As overjoyed as I was to have my dear little girl, I felt numb and overwhelmed. I did not have a family support network, as my mum was ill with vascular dementia and my father was bedbound from a stroke.
The lack of sleep and effectively trying to look after a tiny baby by myself whilst my partner went back to work to look after us financially took its toll. I felt exhausted and lost. After talking to my doctor, I was diagnosed with postnatal depression and they suggested that I took anti-depressants.
The guilt and stigma associated with PND is hard, and living in a rural area, I felt very alone, days would go by where I would only see my partner as well as my daughter. Having an adorable girl felt like such a gift, and I didn't want people to think I was ungrateful or didn't feel blessed. I also didn't want to be seen as someone who couldn't cope. At the time I just wanted to be able to speak to my mother and ask her advice but I could not. Leaving the house was also equally as hard.
All new mothers experience some anxiety of course, but I was terrified, especially during the early days. I remember a van had parked on a pavement on a bend, which meant I had to walk in the road with the pram. That was a really hard thing for me to do, but luckily another person kindly stopped for me and watched the traffic whilst waiting for me to pass.
I want to reach out to other new mummies out there who may also be struggling and, or be too embarrassed to reach out. It’s hard suffering from mental illness at any time, but it is absolutely nothing to be ashamed of. No matter what the situation or circumstances.
It took me a while to bond with my daughter but now I love her with all my heart. I have found that mindfulness sessions at the local women’s centre and practising gratitude regularly has helped. If a mum is struggling she may stay quiet and not talk about it. This is often because they fear being judged. They might think they will be seen as an unfit mum, as someone not capable of looking after their baby. They might fear having their child taken away from them.
I don't think the media helps by painting this perfect picture of motherhood, where it's all soft filters and roses! Motherhood is rewarding but it’s also hard. Sometimes more for others, and that's when a mum needs the support the most.

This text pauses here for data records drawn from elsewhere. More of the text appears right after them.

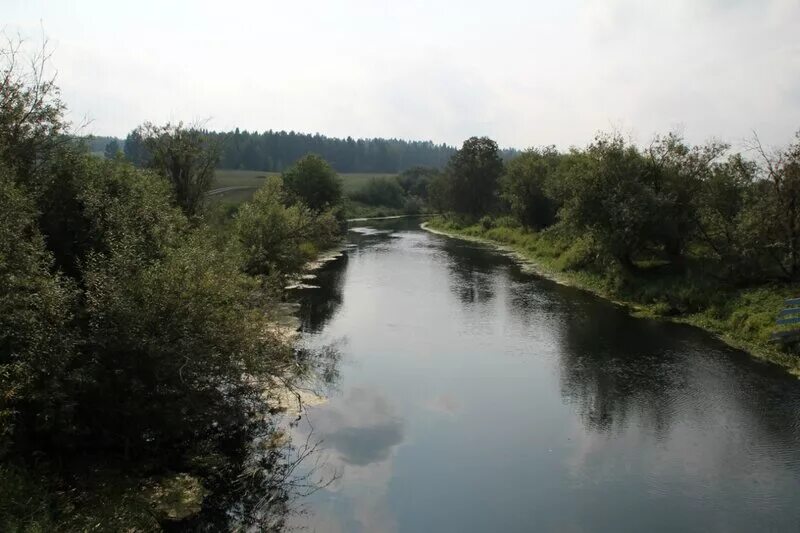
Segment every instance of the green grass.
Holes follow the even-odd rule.
[[[800,285],[734,288],[692,274],[691,268],[688,273],[678,274],[657,262],[640,263],[636,274],[623,273],[610,264],[600,269],[588,239],[560,239],[550,232],[536,233],[500,222],[482,219],[481,223],[466,225],[435,217],[427,227],[500,245],[540,275],[625,305],[639,316],[703,328],[729,345],[800,377],[800,357],[793,349],[783,349],[769,341],[784,300],[800,295]]]

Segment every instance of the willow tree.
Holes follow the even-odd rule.
[[[214,181],[219,143],[198,128],[184,127],[182,122],[164,126],[148,122],[137,132],[147,149],[146,165],[172,183],[175,200],[183,212],[196,216]]]

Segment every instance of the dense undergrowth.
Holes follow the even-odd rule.
[[[800,284],[737,287],[711,277],[691,258],[679,271],[656,259],[638,260],[634,270],[626,271],[598,257],[589,237],[570,239],[559,234],[558,227],[539,232],[525,229],[510,217],[484,217],[477,223],[434,217],[427,227],[502,245],[544,276],[626,305],[637,315],[701,327],[800,376],[800,358],[794,348],[770,342],[784,300],[800,295]]]

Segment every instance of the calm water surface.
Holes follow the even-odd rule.
[[[342,361],[297,428],[340,478],[300,525],[800,531],[800,381],[417,222],[362,224],[303,295]]]

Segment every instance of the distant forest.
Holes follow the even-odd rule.
[[[220,144],[219,168],[263,170],[282,172],[302,156],[313,153],[322,156],[338,172],[398,173],[412,167],[443,168],[455,152],[455,147],[431,141],[404,141],[400,139],[340,139],[320,134],[293,131],[248,132],[238,128],[231,132],[207,133]],[[107,137],[106,143],[117,141],[125,156],[137,165],[147,159],[141,136],[136,130],[123,140]],[[90,143],[97,144],[96,141]],[[103,147],[92,145],[99,153]],[[509,149],[502,152],[504,159],[518,154]]]

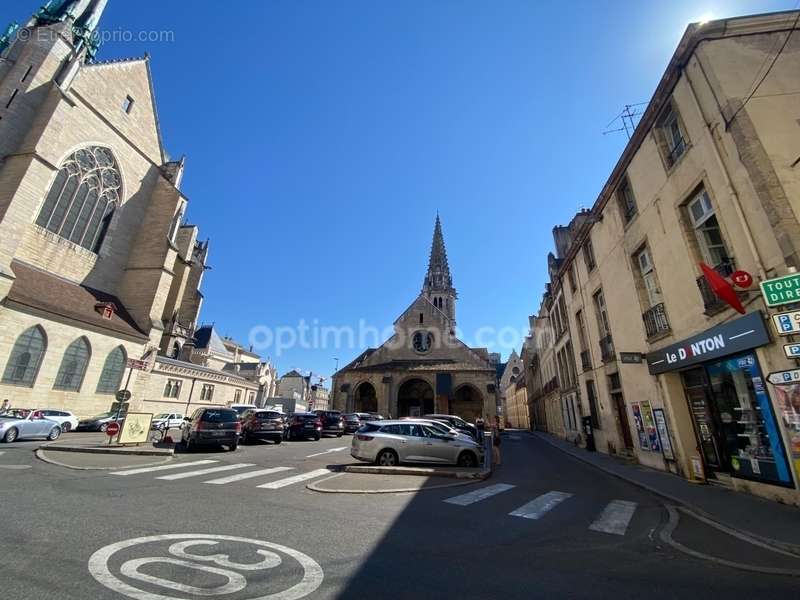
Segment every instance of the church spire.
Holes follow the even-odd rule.
[[[433,226],[431,254],[428,260],[428,272],[425,274],[425,281],[422,284],[422,293],[434,306],[455,321],[456,290],[453,288],[450,265],[447,263],[442,222],[438,213]]]

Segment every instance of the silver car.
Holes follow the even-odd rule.
[[[41,410],[10,408],[0,414],[0,440],[4,442],[34,437],[54,440],[60,435],[59,424],[45,417]]]
[[[473,440],[443,433],[428,421],[387,420],[361,427],[353,436],[350,455],[387,467],[400,463],[477,467],[483,460],[483,448]]]

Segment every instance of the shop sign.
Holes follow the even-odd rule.
[[[800,273],[792,273],[761,282],[761,295],[767,306],[800,302]]]
[[[800,359],[800,344],[784,344],[783,352],[786,354],[786,358]]]
[[[649,353],[647,366],[651,375],[657,375],[767,343],[769,333],[756,311]]]

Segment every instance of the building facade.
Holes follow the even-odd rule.
[[[598,450],[800,504],[800,390],[768,378],[797,366],[771,317],[798,305],[770,307],[758,288],[800,267],[796,19],[687,29],[593,207],[566,228],[554,279]]]

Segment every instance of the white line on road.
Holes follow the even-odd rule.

Because new mums often stay silent, it’s helpful to be aware of any signs that may indicate PND and be open about it. I think talking about it just gets it out there. I hope that the more we talk about it the less taboo it is. We should not feel ashamed or weak to admit that we are struggling.
I would like to think that if I just reached out to one mum, then I have done what I have set out to do. And I would hate to think of others, like me, who felt like I did and battled it by themselves.